Recipe

Quick Veggie & Cheese Breakfast Quesadilla

A fast, delicious, and nutritious breakfast quesadilla packed with sautéed veggies, melted cheese, and scrambled eggs — perfect for busy mornings or a quick brunch.

⏱ 15 min total 🥣 2 servings ⭐ Easy 🌍 American
Prep5 min
Cook10 min
Total15 min
Serves2

Ingredients

  • 4 large eggs
  • 1/4 cup milk
  • 1/2 teaspoon salt
  • 1/4 teaspoon black pepper
  • 1/2 cup shredded cheddar cheese
  • 1/4 cup diced red bell pepper
  • 1/4 cup diced onion
  • 1/4 cup fresh baby spinach, chopped
  • 2 tablespoons olive oil or butter
  • 2 large whole wheat tortillas (or gluten-free tortillas)
  • Optional: 2 tablespoons salsa or sour cream for serving

Instructions

  1. In a medium bowl, whisk together the eggs, milk, salt, and black pepper until fully combined and slightly frothy.
  2. Heat 1 tablespoon of olive oil or butter in a skillet over medium heat. Add diced bell pepper and onion and sauté for about 2-3 minutes until softened. Add spinach and cook another minute until wilted. Remove veggie mixture to a plate.
  3. In the same skillet, pour in the egg mixture and scramble gently, stirring frequently until the eggs are just set but still moist, about 2-3 minutes.
  4. Remove the eggs from the pan and wipe the skillet clean if needed. Add remaining tablespoon of oil or butter and heat over medium heat.
  5. Place one tortilla in the skillet and sprinkle half of the shredded cheddar evenly over it. Spread the scrambled eggs over the cheese, then add the sautéed veggie mixture. Top with remaining cheese and cover with the second tortilla.
  6. Cook for about 2-3 minutes until the bottom tortilla is golden brown and the cheese starts to melt, then carefully flip the quesadilla using a large spatula. Cook another 2-3 minutes until the second side is golden and cheese is fully melted.
  7. Remove the quesadilla from the skillet and let it rest for a minute before slicing it into 4 wedges.
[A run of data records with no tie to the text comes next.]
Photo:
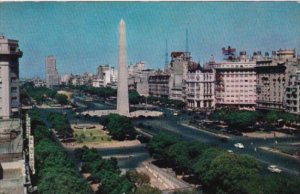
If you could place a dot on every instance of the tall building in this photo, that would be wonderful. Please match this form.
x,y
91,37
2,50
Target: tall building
x,y
200,88
292,94
52,75
136,69
159,84
103,73
122,98
235,81
142,84
9,77
273,77
12,164
178,70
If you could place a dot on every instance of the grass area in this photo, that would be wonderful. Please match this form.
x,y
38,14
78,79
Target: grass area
x,y
91,136
288,149
263,132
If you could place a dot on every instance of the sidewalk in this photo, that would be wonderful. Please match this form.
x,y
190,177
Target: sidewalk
x,y
278,152
113,144
205,131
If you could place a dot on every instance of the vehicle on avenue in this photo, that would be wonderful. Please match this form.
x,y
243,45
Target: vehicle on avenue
x,y
274,168
176,113
239,145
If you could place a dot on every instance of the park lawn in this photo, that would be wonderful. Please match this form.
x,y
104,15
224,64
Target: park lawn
x,y
91,136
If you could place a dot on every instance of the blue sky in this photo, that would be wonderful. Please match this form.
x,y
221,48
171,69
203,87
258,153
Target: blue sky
x,y
83,35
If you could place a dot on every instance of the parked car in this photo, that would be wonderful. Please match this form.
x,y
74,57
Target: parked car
x,y
274,168
239,145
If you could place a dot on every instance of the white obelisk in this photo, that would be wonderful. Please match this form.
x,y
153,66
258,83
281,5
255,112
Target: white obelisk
x,y
122,98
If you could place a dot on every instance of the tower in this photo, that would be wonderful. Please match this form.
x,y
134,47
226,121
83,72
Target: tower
x,y
186,40
122,98
166,57
9,77
52,75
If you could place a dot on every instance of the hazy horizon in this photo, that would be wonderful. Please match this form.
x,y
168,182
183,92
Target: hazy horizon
x,y
82,35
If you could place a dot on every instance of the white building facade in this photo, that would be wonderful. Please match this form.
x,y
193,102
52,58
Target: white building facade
x,y
9,77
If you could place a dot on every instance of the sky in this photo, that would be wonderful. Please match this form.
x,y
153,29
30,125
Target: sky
x,y
83,35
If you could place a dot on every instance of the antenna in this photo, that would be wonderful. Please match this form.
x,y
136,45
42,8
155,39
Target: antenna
x,y
166,56
186,40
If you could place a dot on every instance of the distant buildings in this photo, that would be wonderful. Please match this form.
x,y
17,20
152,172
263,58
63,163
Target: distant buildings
x,y
241,81
52,75
178,70
142,83
159,84
38,82
136,69
235,81
273,77
200,88
292,95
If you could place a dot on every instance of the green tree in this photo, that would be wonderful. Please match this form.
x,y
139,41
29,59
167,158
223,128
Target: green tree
x,y
146,189
230,173
203,163
119,127
61,99
159,145
139,178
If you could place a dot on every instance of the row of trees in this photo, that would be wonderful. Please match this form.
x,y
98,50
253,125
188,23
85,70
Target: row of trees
x,y
104,92
61,124
40,94
242,119
119,127
107,173
55,171
134,97
217,170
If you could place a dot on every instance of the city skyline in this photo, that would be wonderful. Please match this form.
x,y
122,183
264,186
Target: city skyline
x,y
83,35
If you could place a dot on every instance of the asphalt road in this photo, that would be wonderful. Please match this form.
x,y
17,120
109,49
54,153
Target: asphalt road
x,y
289,165
171,123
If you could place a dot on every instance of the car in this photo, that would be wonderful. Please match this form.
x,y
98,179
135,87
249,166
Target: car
x,y
176,113
239,145
274,168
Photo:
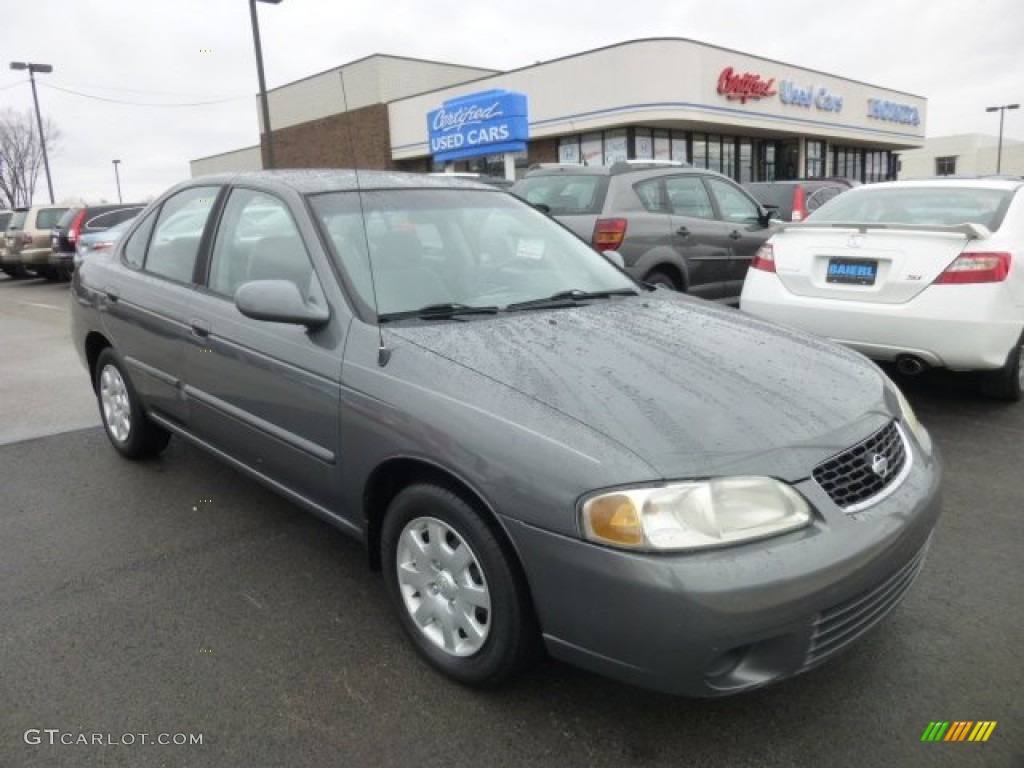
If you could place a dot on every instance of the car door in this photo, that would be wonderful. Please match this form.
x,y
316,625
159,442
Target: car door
x,y
697,236
745,227
267,393
145,305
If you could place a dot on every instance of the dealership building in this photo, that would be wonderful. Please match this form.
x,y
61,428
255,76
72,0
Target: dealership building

Serve warm with salsa or sour cream if desired.

Chef tips

  • Use a non-stick skillet to make flipping the quesadilla easier and avoid sticking.
  • If you’re dairy-free, substitute cheddar cheese with a plant-based cheese or skip cheese altogether and add mashed avocado inside for creaminess.
  • For extra protein, add cooked black beans or diced cooked chicken to the veggie mixture.
  • To speed up the veggie prep, use pre-diced frozen peppers and onions, just thaw and drain excess water before sautéing.

Pros

  • Ready in just 15 minutes, ideal for busy mornings.
  • Packed with protein and fiber to keep you full until lunch.
  • Customizable with any veggies or cheese based on preference.

Cons / watch-outs

  • Contains dairy and gluten; needs substitutions for those with allergies.
  • Requires skillet flipping, which may be challenging for some beginners.

Diet & nutrition notes

Diet notes: Vegetarian. Can be adapted for gluten-free or dairy-free diets with ingredient swaps. Moderate calorie meal suitable for balanced breakfast plans.

Nutrition note: Each serving provides approximately 320 calories, 20g protein, 18g fat, and 22g carbohydrates, including fiber from whole wheat tortillas and vegetables.